Not yet. GST-compliant invoices ship with paid tiers. Today there is nothing to invoice.

### What happens if I hit a limit?

Per-minute limits reset automatically at the start of the next minute (UTC). Wait for the reset, or spread your load more evenly. If you consistently need more, paid tiers are coming.

## Models

### Which models are available?

See [Models](/docs/concepts/models) for the full catalog and pricing.

### Why are models quantized?

AWQ 4-bit quantization reduces memory usage by \~75% while keeping quality within 1–2% of FP16. This enables multi-model packing on a single GPU, which is how Forii achieves 30% lower COGS.

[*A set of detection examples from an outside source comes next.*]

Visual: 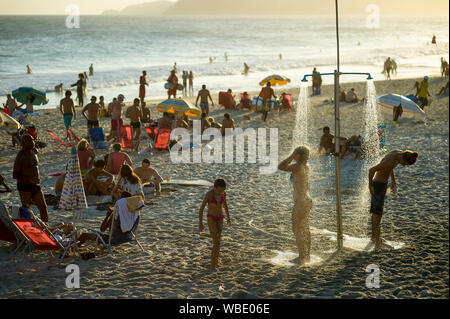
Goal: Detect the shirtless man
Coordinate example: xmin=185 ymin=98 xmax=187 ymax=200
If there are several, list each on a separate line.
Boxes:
xmin=200 ymin=113 xmax=211 ymax=134
xmin=13 ymin=134 xmax=48 ymax=223
xmin=220 ymin=113 xmax=234 ymax=136
xmin=81 ymin=96 xmax=100 ymax=136
xmin=195 ymin=84 xmax=214 ymax=116
xmin=125 ymin=99 xmax=143 ymax=151
xmin=134 ymin=158 xmax=163 ymax=194
xmin=278 ymin=146 xmax=312 ymax=265
xmin=369 ymin=150 xmax=419 ymax=247
xmin=86 ymin=160 xmax=114 ymax=196
xmin=108 ymin=94 xmax=125 ymax=143
xmin=158 ymin=112 xmax=172 ymax=128
xmin=59 ymin=90 xmax=77 ymax=138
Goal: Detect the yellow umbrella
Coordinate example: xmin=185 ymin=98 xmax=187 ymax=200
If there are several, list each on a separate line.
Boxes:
xmin=156 ymin=99 xmax=202 ymax=117
xmin=259 ymin=74 xmax=291 ymax=86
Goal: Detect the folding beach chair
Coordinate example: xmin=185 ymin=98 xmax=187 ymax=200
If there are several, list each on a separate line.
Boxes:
xmin=109 ymin=196 xmax=144 ymax=251
xmin=120 ymin=125 xmax=134 ymax=149
xmin=155 ymin=128 xmax=172 ymax=150
xmin=89 ymin=127 xmax=107 ymax=149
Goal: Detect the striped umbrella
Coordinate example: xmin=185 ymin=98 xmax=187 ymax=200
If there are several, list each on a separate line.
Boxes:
xmin=12 ymin=87 xmax=48 ymax=105
xmin=156 ymin=99 xmax=202 ymax=117
xmin=259 ymin=74 xmax=291 ymax=86
xmin=59 ymin=147 xmax=88 ymax=210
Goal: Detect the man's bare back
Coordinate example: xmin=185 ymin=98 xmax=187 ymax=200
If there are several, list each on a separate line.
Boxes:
xmin=60 ymin=97 xmax=74 ymax=114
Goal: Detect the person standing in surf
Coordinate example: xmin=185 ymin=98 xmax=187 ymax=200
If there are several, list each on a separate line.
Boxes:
xmin=198 ymin=178 xmax=231 ymax=270
xmin=369 ymin=150 xmax=419 ymax=247
xmin=278 ymin=146 xmax=312 ymax=266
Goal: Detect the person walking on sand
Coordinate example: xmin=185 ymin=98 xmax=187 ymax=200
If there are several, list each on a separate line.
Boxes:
xmin=417 ymin=76 xmax=431 ymax=110
xmin=107 ymin=94 xmax=125 ymax=143
xmin=125 ymin=99 xmax=144 ymax=151
xmin=188 ymin=71 xmax=194 ymax=96
xmin=259 ymin=81 xmax=277 ymax=122
xmin=182 ymin=71 xmax=189 ymax=96
xmin=198 ymin=178 xmax=231 ymax=270
xmin=195 ymin=84 xmax=214 ymax=116
xmin=81 ymin=96 xmax=100 ymax=136
xmin=13 ymin=134 xmax=48 ymax=223
xmin=369 ymin=150 xmax=419 ymax=247
xmin=89 ymin=63 xmax=94 ymax=76
xmin=139 ymin=71 xmax=148 ymax=103
xmin=167 ymin=70 xmax=178 ymax=99
xmin=59 ymin=90 xmax=77 ymax=138
xmin=71 ymin=73 xmax=84 ymax=106
xmin=278 ymin=146 xmax=312 ymax=266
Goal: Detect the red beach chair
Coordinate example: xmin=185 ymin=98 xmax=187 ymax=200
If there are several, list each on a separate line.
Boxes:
xmin=155 ymin=128 xmax=172 ymax=150
xmin=120 ymin=125 xmax=134 ymax=149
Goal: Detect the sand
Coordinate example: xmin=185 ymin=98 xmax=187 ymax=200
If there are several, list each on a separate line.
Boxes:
xmin=0 ymin=77 xmax=449 ymax=298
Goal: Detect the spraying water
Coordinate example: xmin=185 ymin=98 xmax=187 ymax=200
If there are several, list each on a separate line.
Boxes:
xmin=358 ymin=80 xmax=381 ymax=234
xmin=292 ymin=82 xmax=309 ymax=150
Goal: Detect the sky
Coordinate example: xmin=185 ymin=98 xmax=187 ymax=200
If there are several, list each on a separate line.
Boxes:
xmin=0 ymin=0 xmax=448 ymax=15
xmin=0 ymin=0 xmax=174 ymax=15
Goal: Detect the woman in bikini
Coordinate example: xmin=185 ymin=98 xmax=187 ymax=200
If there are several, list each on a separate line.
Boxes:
xmin=278 ymin=146 xmax=312 ymax=265
xmin=198 ymin=178 xmax=231 ymax=270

### Are quantized models less capable?

No. Every model passes evaluation benchmarks (MMLU, HumanEval, GSM8K, HellaSwag) before deployment. If quality regresses beyond the threshold, the model is rejected.

### What about Hindi quality?

Every model is also evaluated on MMMU-Hindi. If quantization degrades Hindi quality beyond 5%, the variant is rejected. See [Models → Quantization](/docs/concepts/models#quantization).

## Rate Limits

### What are the rate limits?

The Free Plan gives you 60 RPM, 100K prompt TPM, and 10K completion TPM. See [Authentication → Rate limits](/docs/concepts/authentication#rate-limits).

### What happens when I hit a rate limit?

You receive a `429 Too Many Requests` response with a `Retry-After` header. The OpenAI SDK retries automatically. Per-minute counters reset at the start of the next minute (UTC).

### Can I increase my rate limits?

Not yet. Paid tiers with higher limits (Starter 600 RPM, Pro 6,000 RPM, Enterprise custom) are on the roadmap.